Everybody knows that a straight line is the shortest distance between two points. I knew this from the time I was a nursery kid. However, it appears that Euclid, the Greek mathematician is credited with the discovery of this simple fact. This is ridiculous as far as I am concerned. Does one have to be a genius to discover this????

2. ### Didactylos4Star commenter

No it isn't

Bear in mind that it took a long time to invent/discover zero....

4. ### LascarinaStar commenter

And that ShawnBlueNote was an infant prodigy.

5. ### MangleworzleStar commenter

You should have seen the mayhem before Newton invented gravity.

Noja likes this.

It is only the shortest one on flat surfaces (i.e., Euclidean geometry). On spheres and other shapes, it may not be.

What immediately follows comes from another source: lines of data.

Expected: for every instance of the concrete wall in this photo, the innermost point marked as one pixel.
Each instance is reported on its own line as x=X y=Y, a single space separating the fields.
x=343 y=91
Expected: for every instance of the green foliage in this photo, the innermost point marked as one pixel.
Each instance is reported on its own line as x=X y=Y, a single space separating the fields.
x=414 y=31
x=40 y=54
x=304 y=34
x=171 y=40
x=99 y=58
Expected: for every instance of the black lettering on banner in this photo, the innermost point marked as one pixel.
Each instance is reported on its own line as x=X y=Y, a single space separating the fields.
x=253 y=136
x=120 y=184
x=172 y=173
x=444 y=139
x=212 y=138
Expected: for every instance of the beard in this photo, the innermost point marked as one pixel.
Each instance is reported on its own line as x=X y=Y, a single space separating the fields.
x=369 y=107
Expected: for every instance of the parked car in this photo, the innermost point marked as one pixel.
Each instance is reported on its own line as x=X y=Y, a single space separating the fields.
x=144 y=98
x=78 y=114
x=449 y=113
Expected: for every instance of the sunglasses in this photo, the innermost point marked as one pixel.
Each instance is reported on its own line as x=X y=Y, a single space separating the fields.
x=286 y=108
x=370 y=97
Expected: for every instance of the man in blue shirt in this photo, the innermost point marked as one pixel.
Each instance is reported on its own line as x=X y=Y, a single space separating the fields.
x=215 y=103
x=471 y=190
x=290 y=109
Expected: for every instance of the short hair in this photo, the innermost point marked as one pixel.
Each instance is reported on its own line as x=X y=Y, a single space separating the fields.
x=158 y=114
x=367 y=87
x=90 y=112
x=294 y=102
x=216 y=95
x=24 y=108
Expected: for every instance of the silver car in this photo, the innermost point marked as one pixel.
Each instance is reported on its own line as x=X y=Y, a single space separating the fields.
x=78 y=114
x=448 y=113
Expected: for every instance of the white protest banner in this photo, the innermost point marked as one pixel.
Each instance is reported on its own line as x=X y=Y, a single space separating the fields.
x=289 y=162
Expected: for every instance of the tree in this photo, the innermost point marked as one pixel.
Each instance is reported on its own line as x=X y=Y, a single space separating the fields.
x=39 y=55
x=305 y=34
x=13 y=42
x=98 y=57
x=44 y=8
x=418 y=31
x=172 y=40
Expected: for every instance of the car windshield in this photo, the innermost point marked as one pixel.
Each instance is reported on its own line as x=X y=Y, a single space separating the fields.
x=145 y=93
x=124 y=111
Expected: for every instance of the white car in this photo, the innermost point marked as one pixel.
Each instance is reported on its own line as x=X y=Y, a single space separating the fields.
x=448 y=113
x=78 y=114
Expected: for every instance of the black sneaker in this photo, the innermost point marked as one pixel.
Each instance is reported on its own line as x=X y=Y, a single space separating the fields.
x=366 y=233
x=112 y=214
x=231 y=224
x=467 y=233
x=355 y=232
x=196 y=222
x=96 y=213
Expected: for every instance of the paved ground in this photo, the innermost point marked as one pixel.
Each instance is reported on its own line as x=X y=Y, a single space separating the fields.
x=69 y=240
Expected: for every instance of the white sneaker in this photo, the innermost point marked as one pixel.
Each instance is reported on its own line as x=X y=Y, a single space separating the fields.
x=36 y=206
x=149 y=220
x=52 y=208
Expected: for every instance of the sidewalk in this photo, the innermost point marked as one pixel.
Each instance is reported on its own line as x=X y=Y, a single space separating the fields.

Your statement (above) fails when applied to non-Euclidean geometries, such as spheres and more complex geometries like saddles (hyperbolic paraboloids). Indeed, all the rules you learned in school (or nursery, in your case) like parallel lines staying parallel, only refer to Euclidean geometry. In the non-Euclidean universe, parallel lines may actually diverge or converge.

In Y8 we had a physics teacher who tried to get us to define "force" with none of us ever having any knowledge of Newtonian mechanics whatsoever. Needless to say, nobody had a clue.

8. ### lanokiaStar commenter

Aren't flat surfaces purely theoretical since space-time is curved so all surfaces are curved to some degree?

Noja likes this.

One of those teachers who tries to get the kids to do his job.

Not if they have a curvature of zero.

11. ### lanokiaStar commenter

But if space-time is curved [especially here on a body with mass] then all surfaces have to be curved surely?

No. Think of a plane or a line curving in one direction and slowly decreasing the amount of curvature so that it eventually begins to curve in the other direction. At some point its curvature will be zero.

wanet likes this.
13. ### lanokiaStar commenter

Aye I can accept that... but that curvature zero won't happen in an area with mass? Maybe in deep interstellar or even intergalactic space... but not here...

Or equidistant from two equally massive bodies.

15. ### Vince_UlamStar commenter

All the cool kids are non-Euclidean:

lanokia likes this.
16. ### Vince_UlamStar commenter

Apples - everywhere.

Burndenpark likes this.
17. ### emilystrangeStar commenter

did they invent apple crumble after that, then?

18. ### racroesusStar commenter

Do we know if the Universe is curved?